Digital logic Gates are electronic switches which are used in a wide variety of model train applications. These devices have two states of operation and therefore are called binary gates. A gate may have one or more inputs but only a single output. Binary means two and digit means a number. A binary digit has two states, 0 and 1, and is called a bit. A voltage level of 2.0 to 5.0 volts is generally described as a “1” bit while a level of 0 to 0.8 volts is a “0” bit. Gates are named for the operation they perform and usually are contained in multiple configurations in integrated circuit (I.C.) chips. The easiest way to understand the operation of a digital logic gate is to use switches as an illustration. The following example describes the operation of AND and OR gates to light a lamp: The AND gate shown will produce a 1 at its output only when both A and B inputs are 1’s. If either A or B switch is open, current will not flow and the lamp will fail to light. The OR gate shown however will light the lamp if either A or B switches, or both, are closed.

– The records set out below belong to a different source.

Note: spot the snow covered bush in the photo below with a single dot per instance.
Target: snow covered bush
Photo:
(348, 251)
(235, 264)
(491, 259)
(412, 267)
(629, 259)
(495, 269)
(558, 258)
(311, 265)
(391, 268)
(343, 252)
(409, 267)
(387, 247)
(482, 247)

Solid state devices are used instead of switches to implement the functions of gate circuits. In the early days of computers these were diodes but are nowadays done with transistor circuits which are known as TTL (transistor-transistor logic) components.
The simplest logic device is a NOT gate which is a single input, single output circuit that does nothing more than provide signal inversion. If the input is 0, the output will be 1 and a 1 input will provide a 0 output.
The circle on output C indicates signal inversion.
A NAND gate is an AND gate with inverted output.
A NOR gate is an OR gate with inverted output.
An EXCLUSIVE OR (XOR) gate has an output of 1 if one and only one of the inputs is 1. If both inputs are 0 or 1 the output is 0.
An EXCLUSIVE OR (XOR) gate with inverted output is an EXCLUSIVE NOR (XNOR) gate.